Da führte die Frau Kathi einen dieſer Freunde herein. Pepi war das Ideal eines feſchen Kerls. Tiptop vom ſtaubgrauen Samthut über die geſtrickte Krawatte hinweg bis zu den gelben Halbſchuhen, über denen man ſanft getönte, blaue Seidenſtrümpfe ſah.
Schluchzend warf ſich die reizende ſchwarze Yvonne in die Arme ihres Herzensfreundes. Alle begrüßten ihn ſtürmiſch, ein Hagel von Rufen und Fragen ergoß ſich über ihn. Pepi ließ ſich ruhig in einen Fauteuil fallen, zog Yvonne auf ſeine Knie, zwickte die neben ihm ſitzende Lona in die nackten Waden und ſagte, nachdem er ſich eine Zigarette hatte in den Mund ſtecken laſſen:
„Kinder, da kann man halt nichts machen, als auch auswandern!“
„Ja, woher wirſt an' Auslandspaß kriegen und wer laßt dich denn hinein?“, entgegnete die kluge goldblonde Carola.

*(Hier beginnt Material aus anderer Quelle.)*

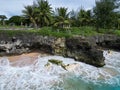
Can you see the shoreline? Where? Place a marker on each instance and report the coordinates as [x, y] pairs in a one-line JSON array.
[[24, 59]]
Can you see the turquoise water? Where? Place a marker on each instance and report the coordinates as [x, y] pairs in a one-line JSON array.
[[75, 83], [80, 76]]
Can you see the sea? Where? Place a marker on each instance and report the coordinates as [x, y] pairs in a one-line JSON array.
[[43, 75]]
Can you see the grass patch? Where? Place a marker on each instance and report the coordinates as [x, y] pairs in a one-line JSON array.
[[49, 31]]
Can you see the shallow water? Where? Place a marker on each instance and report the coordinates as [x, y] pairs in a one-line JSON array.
[[37, 76]]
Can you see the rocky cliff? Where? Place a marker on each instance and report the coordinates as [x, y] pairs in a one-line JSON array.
[[80, 48]]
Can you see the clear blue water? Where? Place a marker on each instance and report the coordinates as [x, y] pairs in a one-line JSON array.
[[75, 83], [39, 77]]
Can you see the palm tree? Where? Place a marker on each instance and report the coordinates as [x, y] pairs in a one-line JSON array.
[[61, 18], [43, 13], [30, 13], [3, 17]]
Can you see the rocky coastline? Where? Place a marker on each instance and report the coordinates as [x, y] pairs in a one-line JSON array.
[[84, 49]]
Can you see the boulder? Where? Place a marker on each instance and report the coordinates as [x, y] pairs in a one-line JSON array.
[[83, 50]]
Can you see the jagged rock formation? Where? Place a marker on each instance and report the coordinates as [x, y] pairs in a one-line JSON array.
[[80, 48]]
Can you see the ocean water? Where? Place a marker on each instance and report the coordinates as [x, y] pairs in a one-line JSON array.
[[79, 76]]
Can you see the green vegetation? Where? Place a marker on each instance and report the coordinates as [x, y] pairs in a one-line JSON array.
[[73, 31], [104, 18]]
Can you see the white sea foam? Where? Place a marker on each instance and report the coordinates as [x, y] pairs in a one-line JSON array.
[[38, 77]]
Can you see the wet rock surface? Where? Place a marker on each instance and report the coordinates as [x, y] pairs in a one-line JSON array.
[[83, 49]]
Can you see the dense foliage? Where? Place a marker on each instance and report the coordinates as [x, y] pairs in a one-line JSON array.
[[106, 15]]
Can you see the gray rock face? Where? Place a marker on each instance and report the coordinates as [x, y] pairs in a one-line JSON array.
[[106, 41], [83, 50], [79, 48]]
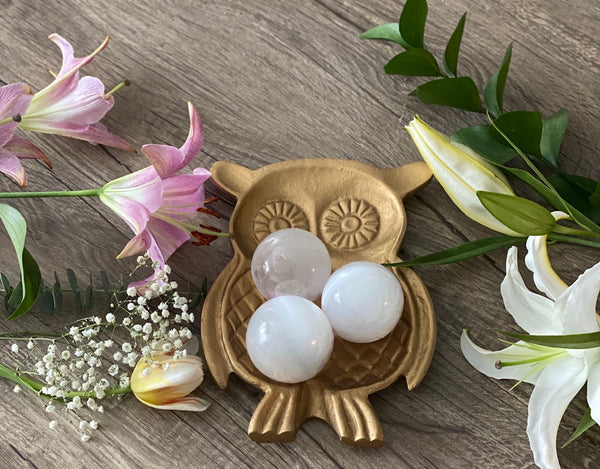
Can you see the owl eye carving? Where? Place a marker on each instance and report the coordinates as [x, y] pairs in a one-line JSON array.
[[349, 224], [278, 215]]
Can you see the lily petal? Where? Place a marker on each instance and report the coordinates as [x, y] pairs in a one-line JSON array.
[[189, 403], [14, 99], [461, 172], [137, 244], [486, 360], [556, 386], [167, 159], [576, 307], [94, 133], [531, 311], [593, 389], [134, 197], [537, 260], [67, 77]]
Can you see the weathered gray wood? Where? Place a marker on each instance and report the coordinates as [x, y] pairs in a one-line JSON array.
[[275, 81]]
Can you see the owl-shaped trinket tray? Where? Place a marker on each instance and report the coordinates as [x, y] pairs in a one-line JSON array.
[[357, 211]]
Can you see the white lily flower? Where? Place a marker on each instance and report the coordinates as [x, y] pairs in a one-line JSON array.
[[558, 374], [462, 172]]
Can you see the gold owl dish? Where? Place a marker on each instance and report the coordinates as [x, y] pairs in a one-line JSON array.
[[357, 211]]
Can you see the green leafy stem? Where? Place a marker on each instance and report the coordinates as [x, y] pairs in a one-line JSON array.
[[509, 133]]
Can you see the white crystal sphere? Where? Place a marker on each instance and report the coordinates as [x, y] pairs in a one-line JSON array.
[[291, 262], [363, 301], [289, 339]]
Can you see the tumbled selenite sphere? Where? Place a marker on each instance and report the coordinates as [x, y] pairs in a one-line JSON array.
[[363, 301], [291, 262], [289, 339]]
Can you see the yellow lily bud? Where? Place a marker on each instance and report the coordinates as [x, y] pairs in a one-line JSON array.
[[461, 172], [164, 382]]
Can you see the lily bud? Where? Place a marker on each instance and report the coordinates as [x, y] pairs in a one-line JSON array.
[[462, 173], [164, 382]]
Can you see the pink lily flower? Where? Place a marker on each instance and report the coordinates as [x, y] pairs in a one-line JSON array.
[[72, 106], [134, 197], [157, 203], [14, 100], [167, 227]]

„Sehr einfach“, lachte Pepi. „Morgen geh' ich aufs Rathaus, werde konfeſſionslos, übermorgen geh' ich zur israelitiſchen Kultusgemeinde, erkläre mich ſolidariſch mit dem mißhandelten Judentum und werde Israelit. Hoffentlich ohne Operation. Dann heiraten wir, bekommen unſer Ablöſegeld vom Staat und können nach den Beſtimmungen des Völkerbundes uns anderswo anſiedeln. Wir gehen nach Paris oder nach Brüſſel oder ſonſt wohin, wo was los iſt.“
Yvonne lachte unter Tränen. „Geh', was ſoll ich denn in Paris als verheiratete Frau machen?“
„Tſchapperl! Braucht ja niemand zu erfahren, daß wir verheiratet ſind! Nimmſt dir eine Wohnung, ſuchſt einen Freund, der dich ordentlich aushält und ich bin ſo wie jetzt fürs Herz da!“
In den nächſten Tagen wußten die liberalen Blätter zu berichten, daß hunderte von wackeren chriſtlichen Jünglingen, empört über das den Juden angetane Unrecht, demonſtrativ ihren Uebertritt zum Judentum beſchloſſen hätten, um das Schickſal dieſes ſchwer geprüften Volkes zu teilen.